Diciamo pure che le tre protagoniste sono donne in carriera, eleganti e seducenti, che devono però abbandonare tutta la loro femminilità nel momento in cui entrano “nel mondo del lavoro magico”. In quel frangente, sarà molto meglio sopprimere le proprie emozioni (e persino la propria biologia) e adottare il modus operandi di un professionista maschio: solo in tal modo si riuscirà a prevalere, avendo la meglio sulla spietata concorrenza in cravatta.
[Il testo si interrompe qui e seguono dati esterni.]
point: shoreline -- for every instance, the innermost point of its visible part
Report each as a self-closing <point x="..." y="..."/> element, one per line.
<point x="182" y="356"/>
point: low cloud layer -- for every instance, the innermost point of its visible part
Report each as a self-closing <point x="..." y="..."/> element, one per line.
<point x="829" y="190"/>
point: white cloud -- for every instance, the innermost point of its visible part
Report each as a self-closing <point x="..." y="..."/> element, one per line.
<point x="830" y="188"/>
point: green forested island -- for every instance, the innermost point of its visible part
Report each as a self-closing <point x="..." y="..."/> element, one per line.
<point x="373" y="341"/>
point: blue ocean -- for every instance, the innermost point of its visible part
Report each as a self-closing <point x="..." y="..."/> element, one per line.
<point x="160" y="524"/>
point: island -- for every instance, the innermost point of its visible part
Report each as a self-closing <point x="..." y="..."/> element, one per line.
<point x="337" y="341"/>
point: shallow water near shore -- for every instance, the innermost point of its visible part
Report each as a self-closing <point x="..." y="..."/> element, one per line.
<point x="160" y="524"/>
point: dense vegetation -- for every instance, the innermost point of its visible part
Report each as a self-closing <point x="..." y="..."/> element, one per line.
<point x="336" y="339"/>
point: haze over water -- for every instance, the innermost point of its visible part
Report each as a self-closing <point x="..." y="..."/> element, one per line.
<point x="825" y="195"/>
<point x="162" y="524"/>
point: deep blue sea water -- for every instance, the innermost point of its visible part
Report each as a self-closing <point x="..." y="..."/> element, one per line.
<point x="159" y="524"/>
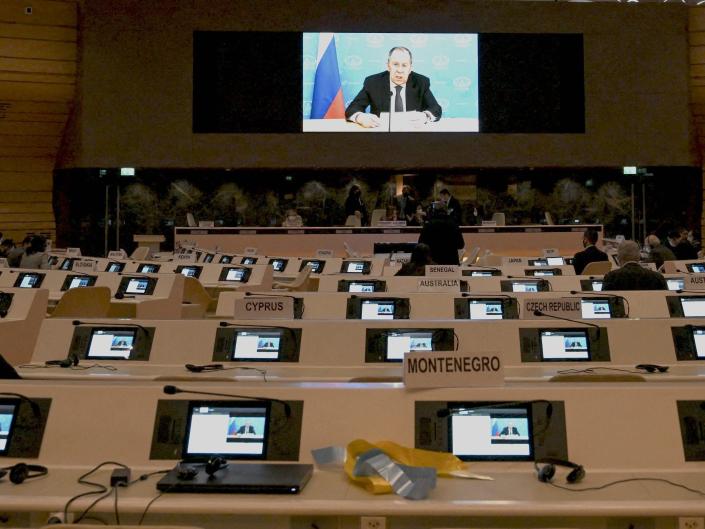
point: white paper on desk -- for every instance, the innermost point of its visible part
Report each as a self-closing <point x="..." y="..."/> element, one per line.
<point x="402" y="122"/>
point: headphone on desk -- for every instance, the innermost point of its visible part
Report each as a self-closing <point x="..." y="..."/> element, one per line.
<point x="22" y="471"/>
<point x="546" y="472"/>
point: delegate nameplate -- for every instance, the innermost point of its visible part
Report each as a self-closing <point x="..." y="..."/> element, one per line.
<point x="264" y="308"/>
<point x="570" y="308"/>
<point x="452" y="369"/>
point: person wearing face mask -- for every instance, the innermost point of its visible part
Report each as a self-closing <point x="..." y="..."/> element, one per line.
<point x="399" y="89"/>
<point x="590" y="254"/>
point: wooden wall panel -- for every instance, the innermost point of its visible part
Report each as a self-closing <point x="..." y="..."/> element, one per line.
<point x="37" y="89"/>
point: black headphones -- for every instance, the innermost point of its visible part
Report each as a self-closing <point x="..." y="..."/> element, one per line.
<point x="548" y="470"/>
<point x="22" y="471"/>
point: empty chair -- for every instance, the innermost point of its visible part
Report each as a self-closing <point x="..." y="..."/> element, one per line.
<point x="83" y="302"/>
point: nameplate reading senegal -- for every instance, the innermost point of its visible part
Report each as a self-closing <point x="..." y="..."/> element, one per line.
<point x="695" y="282"/>
<point x="264" y="308"/>
<point x="438" y="285"/>
<point x="563" y="307"/>
<point x="452" y="369"/>
<point x="442" y="270"/>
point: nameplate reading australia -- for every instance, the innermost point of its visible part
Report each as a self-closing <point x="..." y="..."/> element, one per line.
<point x="442" y="270"/>
<point x="695" y="282"/>
<point x="452" y="369"/>
<point x="83" y="265"/>
<point x="438" y="285"/>
<point x="570" y="308"/>
<point x="264" y="308"/>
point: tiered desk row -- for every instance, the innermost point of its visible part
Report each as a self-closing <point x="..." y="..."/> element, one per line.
<point x="612" y="381"/>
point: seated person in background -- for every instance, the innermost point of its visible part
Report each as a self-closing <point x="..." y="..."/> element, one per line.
<point x="14" y="256"/>
<point x="631" y="275"/>
<point x="443" y="235"/>
<point x="420" y="257"/>
<point x="292" y="219"/>
<point x="658" y="253"/>
<point x="35" y="256"/>
<point x="590" y="254"/>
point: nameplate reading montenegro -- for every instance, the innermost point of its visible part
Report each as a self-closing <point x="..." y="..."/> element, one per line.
<point x="264" y="308"/>
<point x="452" y="369"/>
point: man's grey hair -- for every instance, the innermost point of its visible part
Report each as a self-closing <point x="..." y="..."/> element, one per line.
<point x="400" y="48"/>
<point x="628" y="252"/>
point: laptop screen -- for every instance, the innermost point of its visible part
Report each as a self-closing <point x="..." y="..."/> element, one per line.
<point x="693" y="307"/>
<point x="8" y="412"/>
<point x="257" y="345"/>
<point x="232" y="429"/>
<point x="402" y="342"/>
<point x="595" y="308"/>
<point x="491" y="433"/>
<point x="111" y="343"/>
<point x="377" y="310"/>
<point x="560" y="344"/>
<point x="485" y="309"/>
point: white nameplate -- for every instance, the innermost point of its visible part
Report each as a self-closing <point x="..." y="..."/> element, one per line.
<point x="264" y="308"/>
<point x="570" y="308"/>
<point x="695" y="282"/>
<point x="442" y="270"/>
<point x="452" y="369"/>
<point x="438" y="285"/>
<point x="84" y="265"/>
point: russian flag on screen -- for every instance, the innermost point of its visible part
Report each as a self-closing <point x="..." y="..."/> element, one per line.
<point x="327" y="91"/>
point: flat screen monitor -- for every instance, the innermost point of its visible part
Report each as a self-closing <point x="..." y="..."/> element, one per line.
<point x="111" y="343"/>
<point x="231" y="429"/>
<point x="699" y="341"/>
<point x="492" y="432"/>
<point x="189" y="271"/>
<point x="29" y="280"/>
<point x="693" y="307"/>
<point x="278" y="264"/>
<point x="564" y="344"/>
<point x="401" y="342"/>
<point x="376" y="309"/>
<point x="78" y="281"/>
<point x="257" y="345"/>
<point x="235" y="274"/>
<point x="316" y="265"/>
<point x="485" y="309"/>
<point x="148" y="269"/>
<point x="595" y="308"/>
<point x="8" y="414"/>
<point x="115" y="267"/>
<point x="677" y="283"/>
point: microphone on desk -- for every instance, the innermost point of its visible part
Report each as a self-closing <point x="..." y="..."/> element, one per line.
<point x="602" y="294"/>
<point x="173" y="390"/>
<point x="547" y="315"/>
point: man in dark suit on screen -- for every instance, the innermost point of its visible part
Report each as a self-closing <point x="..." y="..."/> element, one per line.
<point x="398" y="89"/>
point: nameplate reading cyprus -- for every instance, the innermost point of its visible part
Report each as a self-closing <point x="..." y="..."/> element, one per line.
<point x="563" y="307"/>
<point x="452" y="369"/>
<point x="264" y="308"/>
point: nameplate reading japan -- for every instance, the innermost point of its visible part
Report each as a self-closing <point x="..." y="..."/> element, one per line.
<point x="264" y="308"/>
<point x="695" y="282"/>
<point x="563" y="307"/>
<point x="452" y="369"/>
<point x="442" y="270"/>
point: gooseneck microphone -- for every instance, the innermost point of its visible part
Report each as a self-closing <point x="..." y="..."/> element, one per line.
<point x="173" y="390"/>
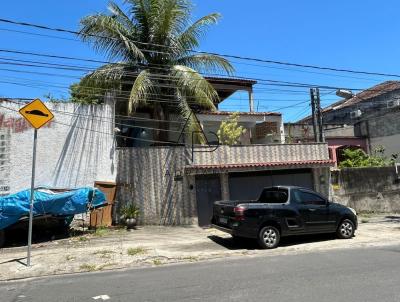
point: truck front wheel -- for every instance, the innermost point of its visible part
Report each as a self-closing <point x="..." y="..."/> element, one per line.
<point x="269" y="237"/>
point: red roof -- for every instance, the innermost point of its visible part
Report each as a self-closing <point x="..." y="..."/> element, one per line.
<point x="240" y="113"/>
<point x="269" y="164"/>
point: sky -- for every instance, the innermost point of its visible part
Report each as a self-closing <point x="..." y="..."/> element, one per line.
<point x="358" y="35"/>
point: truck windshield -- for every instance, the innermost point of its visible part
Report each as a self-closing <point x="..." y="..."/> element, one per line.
<point x="273" y="196"/>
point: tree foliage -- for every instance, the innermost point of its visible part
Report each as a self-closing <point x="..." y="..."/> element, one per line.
<point x="153" y="41"/>
<point x="354" y="158"/>
<point x="229" y="132"/>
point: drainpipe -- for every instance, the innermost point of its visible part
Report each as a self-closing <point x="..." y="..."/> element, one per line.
<point x="251" y="100"/>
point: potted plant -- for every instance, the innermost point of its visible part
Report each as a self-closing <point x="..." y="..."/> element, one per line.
<point x="130" y="212"/>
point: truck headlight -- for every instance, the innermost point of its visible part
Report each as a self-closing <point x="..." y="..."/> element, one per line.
<point x="353" y="211"/>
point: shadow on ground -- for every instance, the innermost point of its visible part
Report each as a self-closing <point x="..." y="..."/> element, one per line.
<point x="19" y="237"/>
<point x="392" y="218"/>
<point x="251" y="244"/>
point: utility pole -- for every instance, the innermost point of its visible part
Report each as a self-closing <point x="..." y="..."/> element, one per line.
<point x="319" y="116"/>
<point x="314" y="115"/>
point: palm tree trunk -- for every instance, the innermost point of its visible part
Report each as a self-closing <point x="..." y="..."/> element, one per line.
<point x="161" y="114"/>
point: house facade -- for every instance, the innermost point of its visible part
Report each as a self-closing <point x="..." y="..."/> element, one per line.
<point x="338" y="138"/>
<point x="178" y="185"/>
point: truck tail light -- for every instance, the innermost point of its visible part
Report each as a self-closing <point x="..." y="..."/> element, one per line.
<point x="239" y="212"/>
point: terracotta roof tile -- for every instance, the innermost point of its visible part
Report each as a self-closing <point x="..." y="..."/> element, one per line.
<point x="240" y="113"/>
<point x="268" y="164"/>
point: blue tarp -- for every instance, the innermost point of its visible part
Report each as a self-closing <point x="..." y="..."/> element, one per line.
<point x="48" y="202"/>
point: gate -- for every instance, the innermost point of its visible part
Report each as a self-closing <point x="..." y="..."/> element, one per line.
<point x="208" y="190"/>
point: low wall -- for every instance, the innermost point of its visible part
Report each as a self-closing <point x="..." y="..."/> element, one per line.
<point x="367" y="189"/>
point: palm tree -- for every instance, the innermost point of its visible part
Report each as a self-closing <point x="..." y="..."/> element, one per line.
<point x="157" y="68"/>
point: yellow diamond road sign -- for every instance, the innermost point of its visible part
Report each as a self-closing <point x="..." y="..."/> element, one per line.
<point x="36" y="113"/>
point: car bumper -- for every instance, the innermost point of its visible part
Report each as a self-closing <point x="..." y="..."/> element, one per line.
<point x="220" y="228"/>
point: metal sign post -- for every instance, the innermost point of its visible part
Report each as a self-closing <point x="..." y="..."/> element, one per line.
<point x="28" y="262"/>
<point x="37" y="114"/>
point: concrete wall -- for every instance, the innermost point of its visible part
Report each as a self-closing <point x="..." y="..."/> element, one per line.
<point x="150" y="178"/>
<point x="382" y="130"/>
<point x="367" y="189"/>
<point x="74" y="149"/>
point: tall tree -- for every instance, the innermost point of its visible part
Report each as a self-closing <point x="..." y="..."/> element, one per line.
<point x="153" y="41"/>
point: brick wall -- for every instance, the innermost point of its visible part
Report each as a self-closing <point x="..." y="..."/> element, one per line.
<point x="368" y="189"/>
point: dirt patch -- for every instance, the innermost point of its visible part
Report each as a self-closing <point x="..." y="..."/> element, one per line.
<point x="154" y="246"/>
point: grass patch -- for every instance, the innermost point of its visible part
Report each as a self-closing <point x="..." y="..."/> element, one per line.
<point x="105" y="265"/>
<point x="133" y="251"/>
<point x="69" y="258"/>
<point x="157" y="262"/>
<point x="101" y="231"/>
<point x="87" y="267"/>
<point x="104" y="253"/>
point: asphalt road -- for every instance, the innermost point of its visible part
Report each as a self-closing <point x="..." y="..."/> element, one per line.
<point x="371" y="274"/>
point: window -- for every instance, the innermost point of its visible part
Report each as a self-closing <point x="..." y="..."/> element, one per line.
<point x="273" y="196"/>
<point x="307" y="198"/>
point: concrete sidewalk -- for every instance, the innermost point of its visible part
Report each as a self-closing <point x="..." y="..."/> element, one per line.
<point x="152" y="246"/>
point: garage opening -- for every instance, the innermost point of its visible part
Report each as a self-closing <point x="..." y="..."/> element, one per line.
<point x="208" y="190"/>
<point x="248" y="185"/>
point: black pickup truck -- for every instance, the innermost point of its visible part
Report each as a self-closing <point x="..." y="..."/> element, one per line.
<point x="283" y="211"/>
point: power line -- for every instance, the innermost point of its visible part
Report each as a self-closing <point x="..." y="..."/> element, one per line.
<point x="203" y="52"/>
<point x="106" y="133"/>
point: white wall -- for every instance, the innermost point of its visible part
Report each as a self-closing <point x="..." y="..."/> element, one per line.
<point x="74" y="149"/>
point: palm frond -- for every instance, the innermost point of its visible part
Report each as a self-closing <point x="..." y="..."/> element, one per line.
<point x="110" y="36"/>
<point x="106" y="77"/>
<point x="141" y="87"/>
<point x="207" y="63"/>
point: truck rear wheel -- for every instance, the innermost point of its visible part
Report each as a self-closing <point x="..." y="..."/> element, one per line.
<point x="269" y="237"/>
<point x="345" y="229"/>
<point x="2" y="238"/>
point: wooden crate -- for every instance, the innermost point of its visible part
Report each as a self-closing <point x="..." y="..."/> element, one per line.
<point x="103" y="217"/>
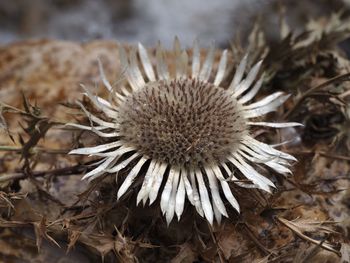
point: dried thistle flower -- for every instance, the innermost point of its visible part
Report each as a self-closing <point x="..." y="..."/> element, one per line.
<point x="186" y="130"/>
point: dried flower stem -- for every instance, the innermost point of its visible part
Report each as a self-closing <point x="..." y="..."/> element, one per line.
<point x="340" y="78"/>
<point x="76" y="169"/>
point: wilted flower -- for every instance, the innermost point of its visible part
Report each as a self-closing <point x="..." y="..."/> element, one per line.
<point x="184" y="131"/>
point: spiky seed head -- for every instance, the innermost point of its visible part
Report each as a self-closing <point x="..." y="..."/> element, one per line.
<point x="184" y="122"/>
<point x="186" y="135"/>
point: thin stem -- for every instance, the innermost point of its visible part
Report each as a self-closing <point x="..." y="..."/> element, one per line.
<point x="344" y="77"/>
<point x="6" y="148"/>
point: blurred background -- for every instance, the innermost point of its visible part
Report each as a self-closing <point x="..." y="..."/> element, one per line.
<point x="148" y="21"/>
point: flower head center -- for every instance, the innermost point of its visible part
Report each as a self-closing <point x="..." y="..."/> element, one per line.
<point x="182" y="121"/>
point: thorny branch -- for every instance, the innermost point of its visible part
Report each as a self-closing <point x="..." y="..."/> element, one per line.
<point x="337" y="79"/>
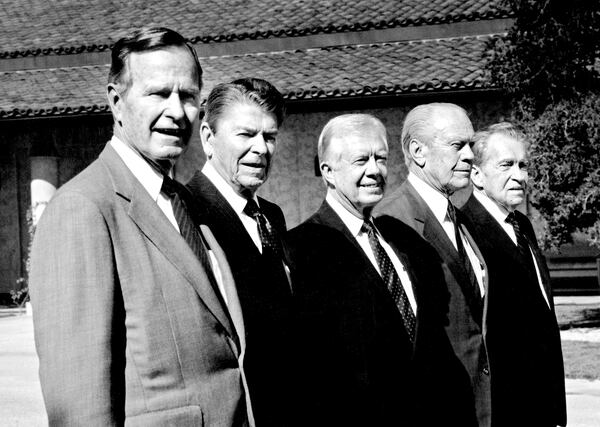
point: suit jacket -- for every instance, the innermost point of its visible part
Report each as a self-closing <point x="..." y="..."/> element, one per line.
<point x="266" y="300"/>
<point x="128" y="329"/>
<point x="360" y="367"/>
<point x="467" y="325"/>
<point x="523" y="337"/>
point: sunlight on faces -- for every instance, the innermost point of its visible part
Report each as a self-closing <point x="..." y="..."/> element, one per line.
<point x="357" y="169"/>
<point x="242" y="145"/>
<point x="158" y="112"/>
<point x="447" y="157"/>
<point x="503" y="173"/>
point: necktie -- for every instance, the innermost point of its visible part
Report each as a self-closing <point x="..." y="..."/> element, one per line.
<point x="462" y="253"/>
<point x="391" y="279"/>
<point x="178" y="195"/>
<point x="271" y="244"/>
<point x="522" y="245"/>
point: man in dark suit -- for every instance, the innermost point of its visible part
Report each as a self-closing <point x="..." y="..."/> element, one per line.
<point x="239" y="137"/>
<point x="435" y="141"/>
<point x="136" y="315"/>
<point x="528" y="387"/>
<point x="372" y="299"/>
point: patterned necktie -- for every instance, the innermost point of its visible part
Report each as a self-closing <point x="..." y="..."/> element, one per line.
<point x="522" y="245"/>
<point x="462" y="253"/>
<point x="270" y="241"/>
<point x="391" y="279"/>
<point x="178" y="195"/>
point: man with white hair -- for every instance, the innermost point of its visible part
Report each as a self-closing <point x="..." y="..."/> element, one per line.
<point x="371" y="298"/>
<point x="522" y="335"/>
<point x="435" y="141"/>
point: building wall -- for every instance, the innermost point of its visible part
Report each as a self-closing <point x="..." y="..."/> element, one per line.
<point x="292" y="184"/>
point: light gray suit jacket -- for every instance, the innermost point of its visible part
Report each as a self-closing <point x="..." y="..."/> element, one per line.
<point x="128" y="328"/>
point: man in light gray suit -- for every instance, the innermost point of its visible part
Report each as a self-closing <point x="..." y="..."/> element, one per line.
<point x="136" y="316"/>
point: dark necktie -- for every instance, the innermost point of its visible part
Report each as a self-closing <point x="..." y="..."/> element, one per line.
<point x="522" y="244"/>
<point x="462" y="253"/>
<point x="178" y="195"/>
<point x="270" y="241"/>
<point x="391" y="279"/>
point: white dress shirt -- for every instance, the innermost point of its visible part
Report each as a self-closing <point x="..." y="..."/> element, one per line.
<point x="354" y="225"/>
<point x="438" y="203"/>
<point x="152" y="180"/>
<point x="237" y="202"/>
<point x="499" y="213"/>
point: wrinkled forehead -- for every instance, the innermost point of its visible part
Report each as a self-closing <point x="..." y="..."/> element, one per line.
<point x="452" y="122"/>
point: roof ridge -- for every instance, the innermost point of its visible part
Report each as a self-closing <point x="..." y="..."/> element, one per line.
<point x="290" y="32"/>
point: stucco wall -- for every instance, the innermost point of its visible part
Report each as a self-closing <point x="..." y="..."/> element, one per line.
<point x="292" y="183"/>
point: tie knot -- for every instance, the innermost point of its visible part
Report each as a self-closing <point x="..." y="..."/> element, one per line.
<point x="451" y="212"/>
<point x="368" y="228"/>
<point x="512" y="219"/>
<point x="251" y="208"/>
<point x="170" y="187"/>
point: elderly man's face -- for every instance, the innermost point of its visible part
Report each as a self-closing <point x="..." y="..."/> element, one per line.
<point x="242" y="145"/>
<point x="447" y="154"/>
<point x="503" y="174"/>
<point x="159" y="111"/>
<point x="359" y="173"/>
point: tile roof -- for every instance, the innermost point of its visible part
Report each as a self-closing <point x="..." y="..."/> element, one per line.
<point x="359" y="70"/>
<point x="40" y="27"/>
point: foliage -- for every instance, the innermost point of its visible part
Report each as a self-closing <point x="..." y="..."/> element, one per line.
<point x="565" y="178"/>
<point x="549" y="53"/>
<point x="548" y="64"/>
<point x="20" y="295"/>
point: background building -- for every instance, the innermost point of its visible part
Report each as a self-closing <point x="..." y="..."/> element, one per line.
<point x="327" y="57"/>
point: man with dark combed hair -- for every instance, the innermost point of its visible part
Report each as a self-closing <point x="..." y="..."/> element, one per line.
<point x="239" y="136"/>
<point x="136" y="316"/>
<point x="522" y="333"/>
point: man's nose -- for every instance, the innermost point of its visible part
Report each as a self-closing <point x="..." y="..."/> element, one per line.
<point x="520" y="174"/>
<point x="175" y="107"/>
<point x="466" y="154"/>
<point x="373" y="167"/>
<point x="259" y="144"/>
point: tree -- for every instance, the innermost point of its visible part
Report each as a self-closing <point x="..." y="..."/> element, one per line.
<point x="548" y="64"/>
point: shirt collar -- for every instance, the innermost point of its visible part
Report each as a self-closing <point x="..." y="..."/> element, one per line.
<point x="351" y="221"/>
<point x="498" y="212"/>
<point x="437" y="202"/>
<point x="149" y="177"/>
<point x="237" y="202"/>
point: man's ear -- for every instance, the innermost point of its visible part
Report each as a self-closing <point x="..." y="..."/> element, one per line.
<point x="207" y="137"/>
<point x="417" y="151"/>
<point x="115" y="101"/>
<point x="327" y="173"/>
<point x="477" y="177"/>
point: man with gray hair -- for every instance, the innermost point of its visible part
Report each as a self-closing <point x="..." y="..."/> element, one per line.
<point x="239" y="137"/>
<point x="372" y="299"/>
<point x="129" y="322"/>
<point x="524" y="347"/>
<point x="435" y="141"/>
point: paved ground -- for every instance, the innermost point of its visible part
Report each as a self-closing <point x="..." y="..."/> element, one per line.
<point x="22" y="404"/>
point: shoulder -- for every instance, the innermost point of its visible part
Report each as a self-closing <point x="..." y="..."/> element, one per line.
<point x="405" y="237"/>
<point x="273" y="212"/>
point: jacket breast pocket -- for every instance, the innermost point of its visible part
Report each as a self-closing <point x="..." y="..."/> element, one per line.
<point x="185" y="416"/>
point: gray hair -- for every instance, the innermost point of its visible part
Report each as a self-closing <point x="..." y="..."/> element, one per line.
<point x="417" y="125"/>
<point x="347" y="125"/>
<point x="479" y="142"/>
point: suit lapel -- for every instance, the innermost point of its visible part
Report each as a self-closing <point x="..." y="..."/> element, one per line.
<point x="433" y="232"/>
<point x="327" y="216"/>
<point x="157" y="228"/>
<point x="216" y="210"/>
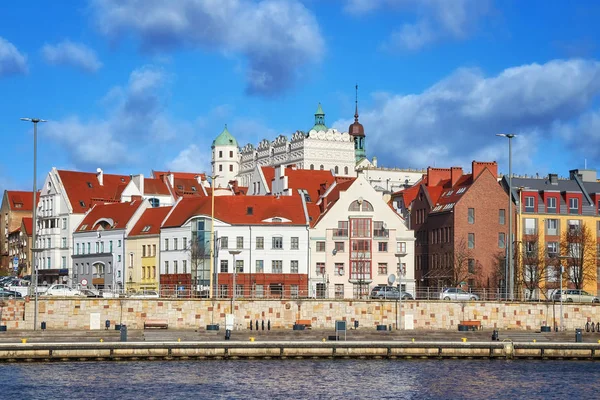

3) Lo stereotipo della strega come donna traumatizzata che trae linfa dal dolore

Una visione completamente opposta della magia è quella che ritroviamo in The Magicians (I Maghi), una serie televisiva andata in onda dal 2015 al 2020 e ispirata all’omonimo romanzo di David Grossman (2009). Come spiega iconicamente il tormentato personaggio di Elliot Waugh, «essere buoni maghi non ha niente a che vedere col talento. La magia nasce dal dolore»: in questo universo fantasy, esistono sì dei poteri innati che devono essere coltivati e messi a frutto, ma sono le emozioni (meglio ancora se negative) il vero carburante che permette loro di funzionare.

In effetti, per la maggior parte dei protagonisti, sono traumi, lutti, shock, sindromi post-traumatiche e stati emotivi fortemente alterati a promuovere una improvvisa esplosione di potere che permette loro di progredire nella pratica. Il caso eclatante (e più disturbante) è quello di Julia Wicker – che naturalmente, essendo una donna, è uno dei più talentuosi maghi della serie. Ebbene: dopo molte difficoltà iniziali, Julia riesce finalmente ad attingere ai suoi poteri nel disperatissimo tentativo di difendersi da una violenza sessuale subita nei luridi bagni di un pub, durante la sua festa di compleanno. A perpetrare l’atto criminale è un suo amico (?) stregone, che con candore spiegherà poi di avere fatto ciò che riteneva necessario per sbloccare i poteri della ragazza (e si direbbe non del tutto a torto, a giudicare dai risultati. In effetti, neanche Julia mostra d’essersela presa troppo). Ma non finisce qui, anche perché ‘sta poveraccia subirà di lì a poco violenze sessuali ancor più gravi, finendo anche con lo scoprirsi incinta (e impossibilitata ad abortire, a causa del soprannaturale attaccamento alla vita mostrato dall’essere non-umano che porta in grembo).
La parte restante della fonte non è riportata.